Slavery – the ownership of one person by another – was an accepted feature of almost every society, everywhere in the world, for most of human history. This was one of the greatest of all evils. One of the many interrelated glories of our own society (The West) is that it has eradicated this evil within itself, fought it with great (but not yet total) success elsewhere, and put it permanently on the defensive morally and intellectually.
President Bush, visiting Senegal today, made some comments about slavery:
“Liberty and life were stolen and sold,” Bush said after touring a centuries-old house that was used as a processing center for countless thousands of Africans who were herded aboard ships that took them into slavery in America.“Human beings delivered, sorted, weighed, branded with marks of commercial enterprises and loaded as cargo on a voyage without return,” Bush said. “One of the largest migrations in history was also one of the greatest crimes of history.”

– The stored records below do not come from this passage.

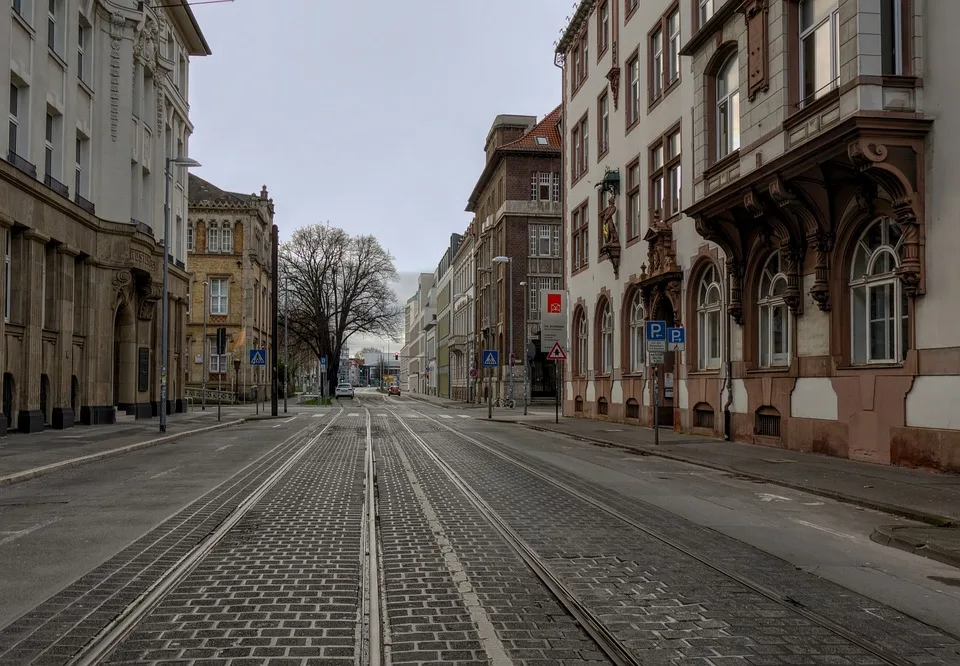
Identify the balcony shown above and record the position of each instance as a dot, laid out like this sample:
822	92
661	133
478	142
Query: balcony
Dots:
56	186
22	164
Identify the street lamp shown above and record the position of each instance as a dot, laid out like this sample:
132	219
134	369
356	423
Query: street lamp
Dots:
164	306
509	262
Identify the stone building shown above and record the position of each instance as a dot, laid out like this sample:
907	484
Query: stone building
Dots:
97	101
517	209
798	223
229	246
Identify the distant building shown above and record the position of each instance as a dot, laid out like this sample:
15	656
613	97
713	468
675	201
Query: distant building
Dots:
229	245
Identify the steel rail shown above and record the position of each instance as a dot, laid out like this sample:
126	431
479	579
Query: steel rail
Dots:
112	635
611	646
794	606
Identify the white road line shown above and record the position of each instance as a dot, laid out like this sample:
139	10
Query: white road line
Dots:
13	536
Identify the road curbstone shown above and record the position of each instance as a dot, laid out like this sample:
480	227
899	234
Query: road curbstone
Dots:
36	472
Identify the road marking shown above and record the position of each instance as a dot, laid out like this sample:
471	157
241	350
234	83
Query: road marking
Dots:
13	536
835	533
165	472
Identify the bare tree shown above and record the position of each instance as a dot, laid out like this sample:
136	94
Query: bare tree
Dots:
339	286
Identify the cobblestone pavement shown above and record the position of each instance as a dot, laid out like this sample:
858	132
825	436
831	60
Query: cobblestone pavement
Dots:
667	606
56	629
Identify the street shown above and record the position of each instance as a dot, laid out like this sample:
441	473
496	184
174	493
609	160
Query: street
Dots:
389	530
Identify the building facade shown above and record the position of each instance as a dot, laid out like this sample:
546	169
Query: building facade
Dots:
517	225
231	284
795	224
97	101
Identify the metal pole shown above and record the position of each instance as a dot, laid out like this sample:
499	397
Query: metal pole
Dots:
164	314
206	343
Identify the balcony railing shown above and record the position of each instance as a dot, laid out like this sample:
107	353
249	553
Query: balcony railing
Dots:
56	186
22	164
85	204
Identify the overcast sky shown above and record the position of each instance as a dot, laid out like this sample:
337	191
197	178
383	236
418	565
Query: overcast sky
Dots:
371	115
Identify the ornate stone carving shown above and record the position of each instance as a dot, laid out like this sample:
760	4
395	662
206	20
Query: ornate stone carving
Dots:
117	21
822	245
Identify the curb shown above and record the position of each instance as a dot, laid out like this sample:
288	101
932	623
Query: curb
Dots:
26	475
934	519
888	535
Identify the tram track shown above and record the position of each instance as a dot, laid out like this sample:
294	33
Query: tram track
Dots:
612	647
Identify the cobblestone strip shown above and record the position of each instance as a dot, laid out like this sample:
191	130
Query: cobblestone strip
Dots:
529	625
666	606
882	625
284	586
52	632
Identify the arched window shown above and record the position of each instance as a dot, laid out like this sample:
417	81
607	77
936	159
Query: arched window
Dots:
774	315
605	320
582	348
636	333
879	323
709	303
728	107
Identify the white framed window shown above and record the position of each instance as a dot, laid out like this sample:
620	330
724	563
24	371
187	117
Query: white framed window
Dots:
637	317
606	338
709	307
728	108
219	291
774	314
879	311
7	289
218	362
583	340
226	238
819	48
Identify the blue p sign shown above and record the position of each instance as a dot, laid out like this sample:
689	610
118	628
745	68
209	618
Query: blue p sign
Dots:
656	330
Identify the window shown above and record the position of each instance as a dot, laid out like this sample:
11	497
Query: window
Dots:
580	241
545	186
728	108
603	27
582	342
633	99
636	333
605	320
603	120
81	183
219	290
633	200
580	142
226	237
819	47
665	176
709	304
774	315
218	362
7	289
879	315
891	32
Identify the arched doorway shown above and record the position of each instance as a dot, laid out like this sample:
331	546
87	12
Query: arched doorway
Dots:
666	374
45	399
124	359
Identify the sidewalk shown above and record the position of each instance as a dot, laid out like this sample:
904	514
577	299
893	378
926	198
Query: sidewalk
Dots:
24	457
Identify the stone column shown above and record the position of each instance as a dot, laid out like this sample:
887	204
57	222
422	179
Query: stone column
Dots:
32	255
63	415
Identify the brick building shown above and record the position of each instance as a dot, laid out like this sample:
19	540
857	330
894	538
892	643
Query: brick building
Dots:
516	203
228	243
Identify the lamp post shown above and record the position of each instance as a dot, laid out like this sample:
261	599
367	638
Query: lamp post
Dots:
164	305
509	262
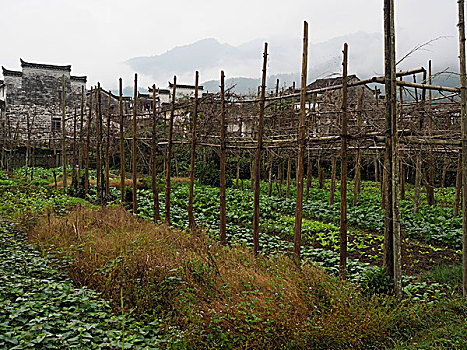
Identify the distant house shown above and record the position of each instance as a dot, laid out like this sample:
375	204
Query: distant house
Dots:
37	91
162	95
337	81
2	96
182	91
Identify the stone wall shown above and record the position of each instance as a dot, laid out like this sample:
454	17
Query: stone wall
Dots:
38	92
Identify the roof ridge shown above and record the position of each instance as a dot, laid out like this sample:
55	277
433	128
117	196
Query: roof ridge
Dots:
45	66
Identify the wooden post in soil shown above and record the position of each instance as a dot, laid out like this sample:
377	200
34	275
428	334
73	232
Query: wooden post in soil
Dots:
358	157
155	192
100	148
308	175
64	132
270	174
280	171
392	243
401	165
81	137
87	146
28	142
133	146
169	154
343	204
333	180
107	151
463	83
457	195
289	171
122	144
191	216
301	149
259	148
98	141
223	220
74	182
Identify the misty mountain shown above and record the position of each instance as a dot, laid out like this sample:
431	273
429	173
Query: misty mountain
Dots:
242	63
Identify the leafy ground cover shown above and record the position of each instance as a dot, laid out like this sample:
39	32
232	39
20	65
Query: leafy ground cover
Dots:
193	292
41	308
221	297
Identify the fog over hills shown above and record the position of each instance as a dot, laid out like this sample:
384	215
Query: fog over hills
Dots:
242	64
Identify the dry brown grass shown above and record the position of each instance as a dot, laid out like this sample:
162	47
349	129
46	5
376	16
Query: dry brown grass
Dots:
116	182
222	296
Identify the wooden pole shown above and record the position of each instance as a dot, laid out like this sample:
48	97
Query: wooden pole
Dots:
100	146
259	148
301	150
463	105
289	175
133	150
169	154
98	141
191	216
343	204
155	192
223	219
333	180
122	144
81	137
74	155
457	196
88	143
392	209
308	175
107	151
64	132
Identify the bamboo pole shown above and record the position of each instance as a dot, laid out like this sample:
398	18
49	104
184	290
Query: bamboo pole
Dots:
133	150
100	146
155	192
107	151
64	133
223	219
289	171
191	216
301	150
28	145
258	154
81	136
73	157
308	175
463	106
392	210
343	204
122	144
169	154
88	144
333	180
457	195
97	142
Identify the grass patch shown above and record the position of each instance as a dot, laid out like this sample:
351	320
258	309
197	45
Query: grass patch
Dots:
220	296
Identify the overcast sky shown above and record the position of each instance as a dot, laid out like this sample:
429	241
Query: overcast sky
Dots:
97	36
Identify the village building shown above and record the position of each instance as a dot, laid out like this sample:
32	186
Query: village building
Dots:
36	94
185	91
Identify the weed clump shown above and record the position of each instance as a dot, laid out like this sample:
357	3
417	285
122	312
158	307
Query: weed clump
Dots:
222	297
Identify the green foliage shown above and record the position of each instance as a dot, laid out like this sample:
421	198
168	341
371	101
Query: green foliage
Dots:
377	281
41	308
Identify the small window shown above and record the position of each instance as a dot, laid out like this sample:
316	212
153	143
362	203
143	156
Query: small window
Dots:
56	124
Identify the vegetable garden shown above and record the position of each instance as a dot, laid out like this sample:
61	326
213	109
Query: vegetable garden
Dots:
224	221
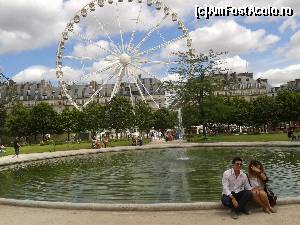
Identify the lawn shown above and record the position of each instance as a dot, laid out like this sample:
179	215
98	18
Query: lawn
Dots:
27	149
241	138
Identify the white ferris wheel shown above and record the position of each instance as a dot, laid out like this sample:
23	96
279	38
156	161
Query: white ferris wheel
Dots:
116	44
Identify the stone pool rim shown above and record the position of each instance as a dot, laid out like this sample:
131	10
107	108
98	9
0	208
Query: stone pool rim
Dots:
26	158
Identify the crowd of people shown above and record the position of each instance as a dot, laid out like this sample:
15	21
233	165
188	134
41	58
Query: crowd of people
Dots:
240	188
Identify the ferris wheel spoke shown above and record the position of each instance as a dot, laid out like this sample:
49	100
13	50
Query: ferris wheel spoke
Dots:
98	91
101	70
71	57
101	25
138	79
148	35
134	30
117	84
138	87
89	41
160	46
156	61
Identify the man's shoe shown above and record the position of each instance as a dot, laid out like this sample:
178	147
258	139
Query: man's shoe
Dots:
234	215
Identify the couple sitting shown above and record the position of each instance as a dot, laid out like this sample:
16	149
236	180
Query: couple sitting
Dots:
238	189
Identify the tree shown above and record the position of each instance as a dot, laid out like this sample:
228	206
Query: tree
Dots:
265	112
71	121
95	118
197	81
17	121
43	120
288	106
120	114
241	112
143	116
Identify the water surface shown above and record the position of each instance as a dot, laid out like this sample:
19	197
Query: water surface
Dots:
152	176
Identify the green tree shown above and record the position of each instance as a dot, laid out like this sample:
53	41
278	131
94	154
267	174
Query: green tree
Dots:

There can be no doubt that this is the literal truth. And yet, in context, there is something misleading about the last sentence. For it seems to endorse a theory of historical causality which, though widespread, is a wicked calumny, namely that slavery was essentially a Western institution, a Western crime against the peoples of other societies. Speaking about the evil of slavery in terms of the historical actions of America in particular was a magnanimous and arguably appropriate thing for a US President to do while standing in this terrible place, where Americans committed appalling crimes against humanity on a massive scale. Nevertheless it will give comfort to those who would place a similar, and now utterly erroneous, interpretation on present-day events. We, who are not standing in that place, need to incorporate the broader context into our world view as well. It is very well known that Westerners took several million slaves from Africa; but, for instance, the history of Africa and slavery is not complete without the story of the African Arabs who kidnapped and enslaved an estimated million Westerners, and of how that evil tradition was ended.
Most importantly, though the West perpetrated slavery, it also (particularly Britain and the US, unlike others) rejected slavery, chose to abolish slavery, fought bitter wars against slavery, and created the arguments, the conceptual framework – including the very concept of a ‘crime against humanity’ – and the way of life that is incompatible with slavery and is the only real protection against its return.